The spring sun and soft river breeze deserted us as we entered the Tower. All seemed dark and airless within the tall stone walls. We were shown our place at the back of the small, elite crowd. Thank the Lord, I did not have to stand close to the wooden scaffold that had been built for this dread deed. I had vowed to myself I would keep my eyes shut, and, standing back here, no one would know. Yet I stared straight ahead, taking it all in.
For, despite my distance of some twenty feet from it, the straw-strewn scaffold with its wooden stairs going up seemed to loom above me. How would Anne, brazen and foolish but innocent Anne, stripped now of her title, her power, her daughter and husband, manage to get herself through this horror? She had always professed to be a woman of strong faith, so perhaps that would sustain her.
I yearned to bolt from the premises. I nearly lost my hard-won control. Tears blurred my vision, but I blinked them back.
The crowd hushed as the former queen came out into the sun, led by the Tower constable Sir William Kingston, with four ladies following. At least she had company at the end. Anne’s almoner was with her; they both held prayer books. Her eyes up and straight ahead, her lips moved in silent prayer. I thought I read the words on them: “
Yea, though I walk through the valley of the shadow of death . . .”
Before she reached the scaffold, others mounted it as if to greet her: the Lord Mayor of London, who had arranged her fine coronation flotilla but three years ago this very month, and several sheriffs in their scarlet robes. Then, too, the black-hooded French swordsman and his assistant, who had come from France. Anne’s head jerked when she saw her executioner.
The woman who had been Queen of England hesitated but a moment at the bottom of the steps, then mounted. She wore a robe of black damask, cut low and trimmed with fur, and a crimson kirtle, the color of martyr’s blood, I thought. She had gathered her luxuriant dark hair into a net but over it wore the style of headdress she had made fashionable, a half-moon shape trimmed with pearls.
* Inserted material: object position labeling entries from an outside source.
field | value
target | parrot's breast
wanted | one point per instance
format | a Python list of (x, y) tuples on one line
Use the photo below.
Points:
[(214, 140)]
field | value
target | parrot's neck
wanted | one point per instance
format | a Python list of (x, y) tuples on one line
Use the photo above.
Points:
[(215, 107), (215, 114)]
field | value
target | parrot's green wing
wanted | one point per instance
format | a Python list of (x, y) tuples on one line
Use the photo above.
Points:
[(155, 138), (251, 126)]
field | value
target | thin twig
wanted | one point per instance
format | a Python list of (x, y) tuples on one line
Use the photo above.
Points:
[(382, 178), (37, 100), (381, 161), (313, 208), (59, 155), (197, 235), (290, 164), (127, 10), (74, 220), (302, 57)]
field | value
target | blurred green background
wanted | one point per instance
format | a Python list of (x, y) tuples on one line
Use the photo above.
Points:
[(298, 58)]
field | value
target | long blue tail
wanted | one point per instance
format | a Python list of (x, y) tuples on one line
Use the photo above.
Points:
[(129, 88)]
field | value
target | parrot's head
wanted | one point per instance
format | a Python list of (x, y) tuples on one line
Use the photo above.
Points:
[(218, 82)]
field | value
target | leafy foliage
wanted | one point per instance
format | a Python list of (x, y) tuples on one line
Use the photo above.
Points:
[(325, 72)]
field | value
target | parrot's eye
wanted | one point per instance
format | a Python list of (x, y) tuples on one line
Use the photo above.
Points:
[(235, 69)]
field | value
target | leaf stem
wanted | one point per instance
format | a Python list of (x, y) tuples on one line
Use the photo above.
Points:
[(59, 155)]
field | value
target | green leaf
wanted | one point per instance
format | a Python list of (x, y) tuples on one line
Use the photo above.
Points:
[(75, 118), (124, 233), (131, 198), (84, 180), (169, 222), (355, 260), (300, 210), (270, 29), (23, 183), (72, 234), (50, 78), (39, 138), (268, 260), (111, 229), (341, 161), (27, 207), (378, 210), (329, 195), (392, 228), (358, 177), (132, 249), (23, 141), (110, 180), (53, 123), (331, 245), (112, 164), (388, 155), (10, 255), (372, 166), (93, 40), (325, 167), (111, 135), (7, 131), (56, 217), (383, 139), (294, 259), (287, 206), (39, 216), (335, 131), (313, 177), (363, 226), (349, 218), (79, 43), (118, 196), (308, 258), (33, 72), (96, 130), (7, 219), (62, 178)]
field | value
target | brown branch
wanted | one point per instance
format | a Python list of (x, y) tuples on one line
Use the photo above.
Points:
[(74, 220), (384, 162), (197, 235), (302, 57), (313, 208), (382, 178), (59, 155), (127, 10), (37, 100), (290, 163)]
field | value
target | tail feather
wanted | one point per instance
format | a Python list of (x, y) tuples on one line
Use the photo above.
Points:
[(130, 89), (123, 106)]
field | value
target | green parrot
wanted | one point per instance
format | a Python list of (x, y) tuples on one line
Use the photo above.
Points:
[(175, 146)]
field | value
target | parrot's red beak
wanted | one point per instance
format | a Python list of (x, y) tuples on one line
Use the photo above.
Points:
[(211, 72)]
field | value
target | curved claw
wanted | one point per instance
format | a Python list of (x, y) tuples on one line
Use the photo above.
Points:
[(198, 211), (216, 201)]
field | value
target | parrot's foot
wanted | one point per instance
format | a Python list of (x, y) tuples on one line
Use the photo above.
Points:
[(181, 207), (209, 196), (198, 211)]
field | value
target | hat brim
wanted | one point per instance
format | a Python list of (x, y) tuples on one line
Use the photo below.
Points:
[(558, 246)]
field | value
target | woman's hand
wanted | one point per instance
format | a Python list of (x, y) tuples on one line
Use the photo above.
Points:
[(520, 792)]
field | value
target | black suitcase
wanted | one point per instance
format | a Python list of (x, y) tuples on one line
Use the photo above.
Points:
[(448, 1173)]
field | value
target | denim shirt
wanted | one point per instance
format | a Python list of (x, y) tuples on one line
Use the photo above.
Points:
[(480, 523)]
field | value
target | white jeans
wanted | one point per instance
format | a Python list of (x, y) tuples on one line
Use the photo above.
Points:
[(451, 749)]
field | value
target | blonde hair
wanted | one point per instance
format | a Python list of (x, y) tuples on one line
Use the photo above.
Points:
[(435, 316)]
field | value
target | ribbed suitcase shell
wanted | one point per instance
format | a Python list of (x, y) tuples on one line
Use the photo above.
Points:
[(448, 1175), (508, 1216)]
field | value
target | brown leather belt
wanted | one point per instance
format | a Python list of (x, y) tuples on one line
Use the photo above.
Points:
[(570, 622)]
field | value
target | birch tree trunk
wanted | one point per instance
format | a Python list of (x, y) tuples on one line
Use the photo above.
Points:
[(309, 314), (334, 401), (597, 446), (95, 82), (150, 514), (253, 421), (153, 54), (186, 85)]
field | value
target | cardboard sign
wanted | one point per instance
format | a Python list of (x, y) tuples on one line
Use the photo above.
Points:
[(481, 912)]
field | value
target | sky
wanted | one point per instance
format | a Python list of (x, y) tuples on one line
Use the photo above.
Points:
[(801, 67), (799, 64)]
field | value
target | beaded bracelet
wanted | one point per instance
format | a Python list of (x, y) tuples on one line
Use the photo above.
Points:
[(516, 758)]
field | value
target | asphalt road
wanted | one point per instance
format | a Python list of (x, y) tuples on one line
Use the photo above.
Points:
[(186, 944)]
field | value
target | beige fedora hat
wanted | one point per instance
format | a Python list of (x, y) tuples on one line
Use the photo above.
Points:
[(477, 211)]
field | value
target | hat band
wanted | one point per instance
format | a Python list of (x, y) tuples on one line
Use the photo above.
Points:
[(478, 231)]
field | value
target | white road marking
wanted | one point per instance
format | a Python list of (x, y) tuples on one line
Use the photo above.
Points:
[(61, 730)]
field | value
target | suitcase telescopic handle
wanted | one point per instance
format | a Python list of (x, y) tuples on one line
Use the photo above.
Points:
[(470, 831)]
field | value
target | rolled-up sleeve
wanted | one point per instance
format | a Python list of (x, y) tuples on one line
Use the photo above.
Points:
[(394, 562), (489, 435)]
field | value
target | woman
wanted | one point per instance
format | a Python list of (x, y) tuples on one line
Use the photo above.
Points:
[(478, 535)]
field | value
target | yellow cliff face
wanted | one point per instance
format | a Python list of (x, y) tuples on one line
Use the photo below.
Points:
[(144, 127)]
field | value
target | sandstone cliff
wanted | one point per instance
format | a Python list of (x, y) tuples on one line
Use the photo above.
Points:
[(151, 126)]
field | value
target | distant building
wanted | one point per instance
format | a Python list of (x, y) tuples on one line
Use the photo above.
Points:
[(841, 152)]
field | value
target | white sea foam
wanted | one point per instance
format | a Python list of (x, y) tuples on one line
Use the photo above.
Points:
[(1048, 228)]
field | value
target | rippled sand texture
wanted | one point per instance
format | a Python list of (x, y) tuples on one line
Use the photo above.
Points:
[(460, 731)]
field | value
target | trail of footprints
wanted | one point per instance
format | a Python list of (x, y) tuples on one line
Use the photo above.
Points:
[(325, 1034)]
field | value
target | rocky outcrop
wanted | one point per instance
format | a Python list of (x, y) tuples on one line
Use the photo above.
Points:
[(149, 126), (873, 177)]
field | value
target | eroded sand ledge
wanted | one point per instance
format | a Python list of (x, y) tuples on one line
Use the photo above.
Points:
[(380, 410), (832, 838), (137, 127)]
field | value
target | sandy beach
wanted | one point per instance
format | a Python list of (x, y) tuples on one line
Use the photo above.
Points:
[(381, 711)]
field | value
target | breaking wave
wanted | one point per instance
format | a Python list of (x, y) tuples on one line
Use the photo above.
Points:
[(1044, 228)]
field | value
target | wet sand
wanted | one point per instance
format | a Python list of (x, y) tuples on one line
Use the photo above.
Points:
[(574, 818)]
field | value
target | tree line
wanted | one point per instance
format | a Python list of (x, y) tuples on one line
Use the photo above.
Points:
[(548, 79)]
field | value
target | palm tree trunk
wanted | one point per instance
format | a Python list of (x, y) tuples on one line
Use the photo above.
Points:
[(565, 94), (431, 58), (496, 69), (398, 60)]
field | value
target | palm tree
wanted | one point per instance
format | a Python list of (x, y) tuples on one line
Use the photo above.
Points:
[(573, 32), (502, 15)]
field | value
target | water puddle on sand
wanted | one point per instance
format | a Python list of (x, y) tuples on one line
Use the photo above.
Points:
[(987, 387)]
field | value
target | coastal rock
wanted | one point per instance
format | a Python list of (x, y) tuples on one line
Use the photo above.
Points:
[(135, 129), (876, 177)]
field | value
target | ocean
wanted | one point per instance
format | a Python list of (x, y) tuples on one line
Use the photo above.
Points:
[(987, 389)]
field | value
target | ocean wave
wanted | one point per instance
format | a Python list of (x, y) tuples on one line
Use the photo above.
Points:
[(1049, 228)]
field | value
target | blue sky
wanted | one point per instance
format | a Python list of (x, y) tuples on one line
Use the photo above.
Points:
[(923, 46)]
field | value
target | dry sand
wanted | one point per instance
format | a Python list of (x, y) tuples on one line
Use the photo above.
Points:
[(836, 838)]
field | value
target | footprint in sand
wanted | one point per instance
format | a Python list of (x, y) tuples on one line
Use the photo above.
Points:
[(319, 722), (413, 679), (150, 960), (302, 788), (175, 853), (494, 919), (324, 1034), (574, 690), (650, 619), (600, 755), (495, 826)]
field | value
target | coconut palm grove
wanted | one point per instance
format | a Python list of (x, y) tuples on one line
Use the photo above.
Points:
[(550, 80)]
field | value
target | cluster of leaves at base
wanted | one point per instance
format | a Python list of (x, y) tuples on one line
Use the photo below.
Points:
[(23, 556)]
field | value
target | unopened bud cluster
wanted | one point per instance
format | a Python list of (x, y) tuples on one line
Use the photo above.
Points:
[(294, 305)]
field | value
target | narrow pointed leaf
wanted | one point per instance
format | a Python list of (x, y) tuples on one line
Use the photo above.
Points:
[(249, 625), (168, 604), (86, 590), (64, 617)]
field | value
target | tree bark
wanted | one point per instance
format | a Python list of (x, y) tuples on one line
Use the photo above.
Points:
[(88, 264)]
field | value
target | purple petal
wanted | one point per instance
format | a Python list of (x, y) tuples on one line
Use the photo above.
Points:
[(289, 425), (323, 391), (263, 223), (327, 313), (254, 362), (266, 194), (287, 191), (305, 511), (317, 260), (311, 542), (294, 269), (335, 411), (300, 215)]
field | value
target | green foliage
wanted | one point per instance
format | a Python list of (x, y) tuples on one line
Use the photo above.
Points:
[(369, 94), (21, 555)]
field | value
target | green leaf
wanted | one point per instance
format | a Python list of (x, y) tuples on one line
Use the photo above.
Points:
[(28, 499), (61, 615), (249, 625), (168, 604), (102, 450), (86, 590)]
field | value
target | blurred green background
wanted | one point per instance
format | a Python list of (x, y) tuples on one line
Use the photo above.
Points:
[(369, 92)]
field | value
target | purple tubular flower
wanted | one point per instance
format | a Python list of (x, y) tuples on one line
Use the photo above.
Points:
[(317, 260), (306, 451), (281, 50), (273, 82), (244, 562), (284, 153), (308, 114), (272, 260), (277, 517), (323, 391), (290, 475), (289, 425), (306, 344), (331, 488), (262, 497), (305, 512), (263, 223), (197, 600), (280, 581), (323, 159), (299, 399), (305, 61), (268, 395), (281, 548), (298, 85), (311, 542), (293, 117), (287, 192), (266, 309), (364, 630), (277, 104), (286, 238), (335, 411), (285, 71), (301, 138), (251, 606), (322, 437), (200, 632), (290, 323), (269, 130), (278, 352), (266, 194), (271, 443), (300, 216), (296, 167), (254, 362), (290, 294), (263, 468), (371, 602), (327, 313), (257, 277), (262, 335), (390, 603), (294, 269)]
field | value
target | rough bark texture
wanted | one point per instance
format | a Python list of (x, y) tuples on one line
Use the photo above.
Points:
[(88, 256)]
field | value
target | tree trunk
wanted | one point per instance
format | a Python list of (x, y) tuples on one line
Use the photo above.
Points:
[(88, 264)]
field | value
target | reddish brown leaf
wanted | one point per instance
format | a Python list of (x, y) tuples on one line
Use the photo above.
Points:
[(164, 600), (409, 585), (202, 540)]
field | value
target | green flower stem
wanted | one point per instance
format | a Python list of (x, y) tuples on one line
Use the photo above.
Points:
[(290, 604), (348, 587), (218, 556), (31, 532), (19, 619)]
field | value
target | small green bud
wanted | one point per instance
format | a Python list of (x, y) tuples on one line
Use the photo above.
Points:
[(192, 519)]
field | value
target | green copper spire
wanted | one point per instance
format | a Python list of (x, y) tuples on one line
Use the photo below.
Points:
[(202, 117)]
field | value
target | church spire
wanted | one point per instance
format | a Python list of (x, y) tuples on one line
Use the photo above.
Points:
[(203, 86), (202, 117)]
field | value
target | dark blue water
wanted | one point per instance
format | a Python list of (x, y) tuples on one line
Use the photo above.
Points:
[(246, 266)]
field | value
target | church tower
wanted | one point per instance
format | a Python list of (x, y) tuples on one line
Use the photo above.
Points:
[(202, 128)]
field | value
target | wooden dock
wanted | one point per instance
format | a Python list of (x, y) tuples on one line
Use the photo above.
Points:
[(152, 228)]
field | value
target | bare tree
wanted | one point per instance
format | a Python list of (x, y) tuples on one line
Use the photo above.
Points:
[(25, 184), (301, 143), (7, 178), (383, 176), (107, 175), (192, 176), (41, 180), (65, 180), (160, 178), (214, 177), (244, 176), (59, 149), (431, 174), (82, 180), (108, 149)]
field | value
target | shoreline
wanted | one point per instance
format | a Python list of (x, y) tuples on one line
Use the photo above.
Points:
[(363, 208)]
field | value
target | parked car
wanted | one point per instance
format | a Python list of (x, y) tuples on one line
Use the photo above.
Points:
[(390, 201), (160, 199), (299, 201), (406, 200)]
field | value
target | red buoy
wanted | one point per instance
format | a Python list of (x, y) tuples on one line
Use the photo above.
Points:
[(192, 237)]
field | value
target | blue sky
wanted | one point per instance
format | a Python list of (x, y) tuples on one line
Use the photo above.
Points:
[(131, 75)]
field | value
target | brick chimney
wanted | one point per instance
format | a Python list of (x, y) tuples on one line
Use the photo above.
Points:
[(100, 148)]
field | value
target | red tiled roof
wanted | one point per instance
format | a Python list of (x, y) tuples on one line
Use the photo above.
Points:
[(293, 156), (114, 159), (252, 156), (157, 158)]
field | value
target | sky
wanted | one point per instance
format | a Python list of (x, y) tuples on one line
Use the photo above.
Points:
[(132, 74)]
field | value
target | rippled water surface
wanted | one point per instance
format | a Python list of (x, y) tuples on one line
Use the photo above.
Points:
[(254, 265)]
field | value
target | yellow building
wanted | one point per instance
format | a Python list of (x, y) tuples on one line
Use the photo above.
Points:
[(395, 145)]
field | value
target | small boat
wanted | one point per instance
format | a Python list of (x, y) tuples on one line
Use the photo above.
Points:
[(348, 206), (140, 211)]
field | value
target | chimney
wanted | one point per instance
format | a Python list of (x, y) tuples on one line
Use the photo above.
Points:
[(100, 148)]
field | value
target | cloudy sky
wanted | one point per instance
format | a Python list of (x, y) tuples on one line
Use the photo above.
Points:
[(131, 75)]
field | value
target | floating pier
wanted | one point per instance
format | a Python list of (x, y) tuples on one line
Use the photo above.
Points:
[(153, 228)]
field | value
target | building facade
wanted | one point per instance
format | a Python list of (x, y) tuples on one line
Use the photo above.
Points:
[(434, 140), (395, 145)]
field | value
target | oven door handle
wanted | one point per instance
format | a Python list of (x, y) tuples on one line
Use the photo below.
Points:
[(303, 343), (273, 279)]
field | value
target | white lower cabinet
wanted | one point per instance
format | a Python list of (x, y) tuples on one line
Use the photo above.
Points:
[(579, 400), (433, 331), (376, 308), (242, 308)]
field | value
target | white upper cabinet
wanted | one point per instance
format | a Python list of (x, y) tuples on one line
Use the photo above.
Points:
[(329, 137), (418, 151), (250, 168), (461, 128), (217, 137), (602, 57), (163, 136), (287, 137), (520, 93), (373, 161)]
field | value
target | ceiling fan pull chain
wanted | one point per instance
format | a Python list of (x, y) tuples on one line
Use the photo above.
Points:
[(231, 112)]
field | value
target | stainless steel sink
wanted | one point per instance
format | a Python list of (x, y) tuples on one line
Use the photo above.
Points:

I saw no paper in her hand, nor did she look down as her clear voice rang out words she had obviously memorized: “Good Christian people, I am come hither to die according to law, therefore I will speak nothing against it. I am come hither to accuse no man, nor to speak anything of that whereof I am accused.”
I knew such contrition was part of her agreement with the king’s henchman Cromwell. It was also the price she had to pay for having me here today. I could hardly bear it. Yet, for her, I stood straight, staring at her. Betrayed and abandoned, if she could face this, I could too.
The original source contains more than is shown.